OUR TECHNOLOGY

Machine Learning. Effortless.

So you need to add ML to your product. Simple, right? Wrong. ML solutions weren’t purpose built for the embedded edge — everything you find is adapted for it, from a mobile phone to a graphics processor. It’s like putting a square peg in a round hole. At SiMa.ai, we are simplifying the process of adding ML to your products by delivering the first software-centric purpose-built MLSoC™ platform with push-button performance for Effortless ML deployment and scaling at the embedded edge so you can get your products to market faster.

SiMa.ai’s Machine Learning System-on-Chip MLSoC

The MLSoC was purpose built for edge ML applications in mind, providing a unique combination of industry standard interfaces, specialized computer vision and machine learning acceleration processors hosted by an on-board ARM application processor complex running Linux to provide a complete solution for edge ML applications. SiMa.ai’s MLSoC provides a true, clear embedded edge ML platform. ML accelerators lack this integration and require combination with a PC or a Server, sounds simple, but the resulting combination has the software complexity, power and footprint of a server, not an embedded edge device.

SiMa.ai’s Purpose-built Silicon for Machine Learning
Machine Learning System on Chip (MLSoC)

SiMa.ai previously published it’s first peer reviewed results in MLPerf™ Inference Edge 3.0 last April and demonstrated the best power efficiency for ML inferencing of all the silicon providers who submitted benchmark results.
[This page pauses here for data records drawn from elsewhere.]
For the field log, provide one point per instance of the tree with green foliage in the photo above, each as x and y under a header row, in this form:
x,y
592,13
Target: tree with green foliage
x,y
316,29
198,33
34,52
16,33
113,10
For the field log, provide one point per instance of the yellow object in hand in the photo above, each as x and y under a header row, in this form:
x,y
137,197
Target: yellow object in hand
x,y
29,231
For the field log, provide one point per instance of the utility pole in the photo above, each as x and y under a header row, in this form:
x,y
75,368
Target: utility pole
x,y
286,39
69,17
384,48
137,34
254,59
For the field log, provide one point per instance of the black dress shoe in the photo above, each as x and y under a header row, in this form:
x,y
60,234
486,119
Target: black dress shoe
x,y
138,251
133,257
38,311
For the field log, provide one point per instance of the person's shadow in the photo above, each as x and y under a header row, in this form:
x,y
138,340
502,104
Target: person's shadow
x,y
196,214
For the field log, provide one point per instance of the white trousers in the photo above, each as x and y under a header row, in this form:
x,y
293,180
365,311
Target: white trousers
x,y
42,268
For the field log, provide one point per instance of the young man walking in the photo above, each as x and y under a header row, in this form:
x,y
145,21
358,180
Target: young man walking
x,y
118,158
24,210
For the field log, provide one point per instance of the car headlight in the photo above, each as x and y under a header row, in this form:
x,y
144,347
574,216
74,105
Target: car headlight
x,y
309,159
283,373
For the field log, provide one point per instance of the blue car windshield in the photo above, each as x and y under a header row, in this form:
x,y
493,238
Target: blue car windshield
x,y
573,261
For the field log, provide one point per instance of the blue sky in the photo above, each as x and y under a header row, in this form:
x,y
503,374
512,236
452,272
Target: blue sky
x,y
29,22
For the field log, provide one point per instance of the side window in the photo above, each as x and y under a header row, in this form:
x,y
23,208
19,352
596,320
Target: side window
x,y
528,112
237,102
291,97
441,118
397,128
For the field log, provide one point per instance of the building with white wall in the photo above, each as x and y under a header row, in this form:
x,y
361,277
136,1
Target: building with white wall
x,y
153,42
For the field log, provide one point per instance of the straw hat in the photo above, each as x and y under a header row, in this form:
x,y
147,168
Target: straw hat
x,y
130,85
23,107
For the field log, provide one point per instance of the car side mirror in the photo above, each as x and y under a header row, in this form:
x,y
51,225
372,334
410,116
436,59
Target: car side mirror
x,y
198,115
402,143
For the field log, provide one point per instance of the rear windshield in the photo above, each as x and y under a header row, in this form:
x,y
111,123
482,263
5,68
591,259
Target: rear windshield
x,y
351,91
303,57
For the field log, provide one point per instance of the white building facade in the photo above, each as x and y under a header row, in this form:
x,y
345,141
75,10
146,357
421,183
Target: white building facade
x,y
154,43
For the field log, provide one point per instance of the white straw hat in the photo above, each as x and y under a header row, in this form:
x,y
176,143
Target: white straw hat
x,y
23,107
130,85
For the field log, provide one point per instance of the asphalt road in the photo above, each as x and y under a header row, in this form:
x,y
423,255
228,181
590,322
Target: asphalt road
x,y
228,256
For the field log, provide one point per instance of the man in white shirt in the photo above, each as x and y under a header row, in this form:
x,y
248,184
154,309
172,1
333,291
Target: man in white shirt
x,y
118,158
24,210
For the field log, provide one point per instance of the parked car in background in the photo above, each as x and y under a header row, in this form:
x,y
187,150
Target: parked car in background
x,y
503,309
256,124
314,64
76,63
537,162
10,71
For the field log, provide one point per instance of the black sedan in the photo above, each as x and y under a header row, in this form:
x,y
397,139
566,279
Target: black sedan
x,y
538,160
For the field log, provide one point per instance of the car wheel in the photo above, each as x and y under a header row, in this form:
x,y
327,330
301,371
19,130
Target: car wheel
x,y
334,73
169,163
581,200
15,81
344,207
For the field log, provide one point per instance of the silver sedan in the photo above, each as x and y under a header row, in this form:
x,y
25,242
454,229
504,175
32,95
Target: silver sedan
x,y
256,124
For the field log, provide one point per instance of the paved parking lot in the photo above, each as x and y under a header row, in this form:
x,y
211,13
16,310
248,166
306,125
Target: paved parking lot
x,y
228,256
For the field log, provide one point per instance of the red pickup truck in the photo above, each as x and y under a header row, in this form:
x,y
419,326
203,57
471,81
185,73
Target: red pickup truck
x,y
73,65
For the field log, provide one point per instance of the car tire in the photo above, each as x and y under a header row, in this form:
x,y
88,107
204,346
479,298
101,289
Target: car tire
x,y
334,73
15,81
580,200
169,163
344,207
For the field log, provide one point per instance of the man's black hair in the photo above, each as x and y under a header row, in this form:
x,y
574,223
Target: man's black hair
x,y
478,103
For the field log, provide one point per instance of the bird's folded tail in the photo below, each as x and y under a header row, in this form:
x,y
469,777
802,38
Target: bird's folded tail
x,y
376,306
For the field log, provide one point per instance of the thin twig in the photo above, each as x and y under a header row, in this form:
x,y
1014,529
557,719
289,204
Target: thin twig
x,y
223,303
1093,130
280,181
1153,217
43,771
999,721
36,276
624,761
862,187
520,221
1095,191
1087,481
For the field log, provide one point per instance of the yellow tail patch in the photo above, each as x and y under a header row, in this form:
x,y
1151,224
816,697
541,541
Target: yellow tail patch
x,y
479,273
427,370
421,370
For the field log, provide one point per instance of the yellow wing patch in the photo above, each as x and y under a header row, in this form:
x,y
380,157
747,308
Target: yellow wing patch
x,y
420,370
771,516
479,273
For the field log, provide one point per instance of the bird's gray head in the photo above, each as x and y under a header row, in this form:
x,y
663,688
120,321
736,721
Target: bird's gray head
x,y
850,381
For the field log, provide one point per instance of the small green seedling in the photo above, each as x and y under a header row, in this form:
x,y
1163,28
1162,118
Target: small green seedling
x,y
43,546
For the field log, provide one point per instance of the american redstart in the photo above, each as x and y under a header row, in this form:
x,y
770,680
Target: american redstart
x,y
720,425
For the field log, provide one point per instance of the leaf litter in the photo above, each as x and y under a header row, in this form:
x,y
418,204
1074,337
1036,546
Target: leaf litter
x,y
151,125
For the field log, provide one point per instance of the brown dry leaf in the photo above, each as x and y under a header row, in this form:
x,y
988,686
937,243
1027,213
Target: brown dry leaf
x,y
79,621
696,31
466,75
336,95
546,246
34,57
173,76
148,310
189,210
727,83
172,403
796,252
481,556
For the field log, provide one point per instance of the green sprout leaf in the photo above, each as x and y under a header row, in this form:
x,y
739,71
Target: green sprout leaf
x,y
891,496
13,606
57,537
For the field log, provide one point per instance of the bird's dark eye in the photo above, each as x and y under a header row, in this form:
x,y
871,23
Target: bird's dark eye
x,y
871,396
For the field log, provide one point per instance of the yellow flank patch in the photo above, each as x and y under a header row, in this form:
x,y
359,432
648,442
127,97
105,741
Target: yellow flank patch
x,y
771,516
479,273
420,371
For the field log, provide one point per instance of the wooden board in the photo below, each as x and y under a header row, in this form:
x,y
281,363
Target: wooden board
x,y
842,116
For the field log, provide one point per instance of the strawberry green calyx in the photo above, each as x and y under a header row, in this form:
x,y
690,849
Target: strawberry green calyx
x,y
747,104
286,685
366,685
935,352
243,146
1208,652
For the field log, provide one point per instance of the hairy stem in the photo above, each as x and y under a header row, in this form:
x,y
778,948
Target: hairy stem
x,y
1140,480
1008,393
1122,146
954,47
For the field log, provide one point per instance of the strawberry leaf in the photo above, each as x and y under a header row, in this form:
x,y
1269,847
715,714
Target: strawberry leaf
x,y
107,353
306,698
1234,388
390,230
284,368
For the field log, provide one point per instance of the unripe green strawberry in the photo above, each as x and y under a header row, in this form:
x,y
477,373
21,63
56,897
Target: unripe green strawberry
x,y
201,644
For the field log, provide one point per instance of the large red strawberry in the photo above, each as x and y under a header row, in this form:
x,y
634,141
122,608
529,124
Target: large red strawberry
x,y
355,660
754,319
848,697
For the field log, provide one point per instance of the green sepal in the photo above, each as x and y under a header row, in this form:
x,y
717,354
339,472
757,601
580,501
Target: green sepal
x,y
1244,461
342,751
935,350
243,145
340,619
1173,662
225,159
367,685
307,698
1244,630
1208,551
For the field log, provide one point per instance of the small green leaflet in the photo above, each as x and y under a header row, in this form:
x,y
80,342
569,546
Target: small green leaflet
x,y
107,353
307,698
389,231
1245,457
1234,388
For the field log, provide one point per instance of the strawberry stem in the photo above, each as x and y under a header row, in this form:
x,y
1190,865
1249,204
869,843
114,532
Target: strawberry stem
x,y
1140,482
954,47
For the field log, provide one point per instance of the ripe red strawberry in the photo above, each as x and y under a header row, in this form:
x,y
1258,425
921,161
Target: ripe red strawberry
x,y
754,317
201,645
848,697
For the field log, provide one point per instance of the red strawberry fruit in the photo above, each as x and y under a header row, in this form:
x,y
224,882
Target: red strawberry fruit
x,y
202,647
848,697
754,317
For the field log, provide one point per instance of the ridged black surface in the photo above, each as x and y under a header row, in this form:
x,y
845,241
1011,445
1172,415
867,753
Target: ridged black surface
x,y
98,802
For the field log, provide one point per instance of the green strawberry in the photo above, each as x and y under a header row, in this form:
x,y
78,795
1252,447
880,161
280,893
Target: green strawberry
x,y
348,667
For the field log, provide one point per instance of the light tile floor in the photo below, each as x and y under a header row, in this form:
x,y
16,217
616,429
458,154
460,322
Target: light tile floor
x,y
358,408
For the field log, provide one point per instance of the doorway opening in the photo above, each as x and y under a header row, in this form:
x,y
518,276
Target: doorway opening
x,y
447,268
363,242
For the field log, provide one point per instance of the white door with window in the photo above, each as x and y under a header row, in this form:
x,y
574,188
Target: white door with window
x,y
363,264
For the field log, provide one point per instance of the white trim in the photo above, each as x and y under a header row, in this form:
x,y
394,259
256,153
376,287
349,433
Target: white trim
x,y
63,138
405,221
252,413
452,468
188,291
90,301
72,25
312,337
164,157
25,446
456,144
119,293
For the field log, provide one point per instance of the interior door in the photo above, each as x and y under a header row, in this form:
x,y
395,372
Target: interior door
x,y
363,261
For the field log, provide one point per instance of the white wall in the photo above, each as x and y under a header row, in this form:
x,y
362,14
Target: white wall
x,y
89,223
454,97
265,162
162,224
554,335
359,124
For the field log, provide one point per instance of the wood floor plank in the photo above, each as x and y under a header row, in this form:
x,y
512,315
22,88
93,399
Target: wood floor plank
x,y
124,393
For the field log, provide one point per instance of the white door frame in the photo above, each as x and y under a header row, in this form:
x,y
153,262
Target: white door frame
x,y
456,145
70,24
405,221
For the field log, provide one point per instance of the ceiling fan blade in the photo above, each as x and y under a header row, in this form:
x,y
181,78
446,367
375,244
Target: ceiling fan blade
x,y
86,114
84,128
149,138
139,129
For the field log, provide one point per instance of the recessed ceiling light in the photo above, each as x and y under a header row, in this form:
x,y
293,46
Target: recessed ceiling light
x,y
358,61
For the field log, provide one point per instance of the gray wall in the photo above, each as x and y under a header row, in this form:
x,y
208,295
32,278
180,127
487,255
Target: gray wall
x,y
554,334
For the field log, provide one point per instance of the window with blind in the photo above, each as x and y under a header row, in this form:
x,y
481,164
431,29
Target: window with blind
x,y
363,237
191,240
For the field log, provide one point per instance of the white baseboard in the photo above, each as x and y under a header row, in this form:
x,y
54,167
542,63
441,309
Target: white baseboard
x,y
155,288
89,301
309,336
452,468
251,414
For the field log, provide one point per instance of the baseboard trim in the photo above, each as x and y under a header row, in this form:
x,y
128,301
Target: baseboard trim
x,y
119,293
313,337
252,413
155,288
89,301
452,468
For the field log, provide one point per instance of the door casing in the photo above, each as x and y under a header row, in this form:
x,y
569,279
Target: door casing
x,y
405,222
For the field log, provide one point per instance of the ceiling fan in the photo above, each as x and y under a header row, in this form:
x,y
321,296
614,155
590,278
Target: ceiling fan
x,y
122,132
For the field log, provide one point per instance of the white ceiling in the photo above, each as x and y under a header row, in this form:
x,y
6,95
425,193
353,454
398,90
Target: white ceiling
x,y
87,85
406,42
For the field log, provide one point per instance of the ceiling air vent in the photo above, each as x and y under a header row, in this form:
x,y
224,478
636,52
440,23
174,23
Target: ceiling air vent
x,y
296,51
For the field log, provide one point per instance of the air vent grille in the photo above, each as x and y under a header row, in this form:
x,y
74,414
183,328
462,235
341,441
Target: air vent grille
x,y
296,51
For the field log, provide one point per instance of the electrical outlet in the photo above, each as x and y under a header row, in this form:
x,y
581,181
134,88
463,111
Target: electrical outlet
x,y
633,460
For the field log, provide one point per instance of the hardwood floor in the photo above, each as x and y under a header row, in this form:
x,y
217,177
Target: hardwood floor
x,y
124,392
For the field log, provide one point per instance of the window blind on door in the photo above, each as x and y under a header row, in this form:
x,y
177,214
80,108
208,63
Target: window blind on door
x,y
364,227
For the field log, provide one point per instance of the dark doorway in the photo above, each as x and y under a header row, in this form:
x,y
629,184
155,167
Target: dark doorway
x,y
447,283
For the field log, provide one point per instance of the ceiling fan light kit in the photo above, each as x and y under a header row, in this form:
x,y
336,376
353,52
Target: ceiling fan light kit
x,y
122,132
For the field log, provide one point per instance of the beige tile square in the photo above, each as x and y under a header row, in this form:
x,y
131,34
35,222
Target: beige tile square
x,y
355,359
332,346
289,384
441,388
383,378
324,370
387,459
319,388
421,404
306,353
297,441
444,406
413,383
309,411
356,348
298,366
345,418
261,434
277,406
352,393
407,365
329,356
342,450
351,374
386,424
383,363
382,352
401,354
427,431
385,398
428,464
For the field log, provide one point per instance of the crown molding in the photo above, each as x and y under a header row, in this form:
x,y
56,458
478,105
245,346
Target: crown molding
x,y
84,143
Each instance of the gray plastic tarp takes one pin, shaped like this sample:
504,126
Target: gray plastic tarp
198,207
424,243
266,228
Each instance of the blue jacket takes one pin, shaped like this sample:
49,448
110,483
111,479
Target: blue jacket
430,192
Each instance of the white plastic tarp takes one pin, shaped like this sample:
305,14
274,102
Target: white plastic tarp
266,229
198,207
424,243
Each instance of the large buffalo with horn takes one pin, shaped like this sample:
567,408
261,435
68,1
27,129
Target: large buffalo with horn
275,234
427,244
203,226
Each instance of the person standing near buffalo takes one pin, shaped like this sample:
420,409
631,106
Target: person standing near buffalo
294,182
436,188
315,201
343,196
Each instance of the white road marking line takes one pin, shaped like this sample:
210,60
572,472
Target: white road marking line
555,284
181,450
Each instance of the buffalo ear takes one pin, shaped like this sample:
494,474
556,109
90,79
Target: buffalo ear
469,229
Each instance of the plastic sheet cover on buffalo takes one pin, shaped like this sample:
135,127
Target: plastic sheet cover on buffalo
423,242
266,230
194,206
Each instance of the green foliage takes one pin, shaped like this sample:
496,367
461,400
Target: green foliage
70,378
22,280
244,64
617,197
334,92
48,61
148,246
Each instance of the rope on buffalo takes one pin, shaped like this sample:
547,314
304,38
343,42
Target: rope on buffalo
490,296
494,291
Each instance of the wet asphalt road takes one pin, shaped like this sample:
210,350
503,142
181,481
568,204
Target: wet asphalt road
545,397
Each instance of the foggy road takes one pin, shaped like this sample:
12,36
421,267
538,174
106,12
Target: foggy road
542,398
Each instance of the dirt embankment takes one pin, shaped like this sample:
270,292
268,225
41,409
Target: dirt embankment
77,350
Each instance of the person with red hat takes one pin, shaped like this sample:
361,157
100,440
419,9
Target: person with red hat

It was the first time a start-up was able to perform better in the power efficiency category than the large established vendors for the configuration most utilized on the edge, the angle batch test, looking at a single stream of data and measuring how power efficient the entire solution can perform inferencing using the well understood ResNet50 ML network.

SiMa.ai is proud to announce that for the MLPerf™ 3.1 Inference Edge results published September 11, 2023, not only have we advanced category for the single stream (batch-1) configuration, we have also improved our efficiency for the multi-stream (batch-8) configuration, typical for a device that can concentrate the ML edge processing for 8 cameras in a single device. Our results even for the off-line configuration, (batch-24), typically utilized to analyze data center or large edge server based ML solutions, SiMa’s MLSoC ranked in the top three against chips specifically designed to perform in a data center solution, with high memory bandwidth and power dissipation!

Below we show how we stack up against popular competitor edge products using these results, which show an advantageous position in the closed edge inference power category, indicative of how well SiMa.ai’s purpose built edge MLSoC compare against deep sub-micron silicon.

MLSoC is the industry leading, heterogeneous compute architecture on silicon that is purpose built for machine learning at the edge, providing support for the complete processing pipeline from the sensor to the application layer to provide efficient real-time ML computing at the edge. The device includes a rich set of standard interface peripherals for interfacing multiple cameras, LiDar, Radar, audio, ultrasound and other sensors for ML processing on-chip.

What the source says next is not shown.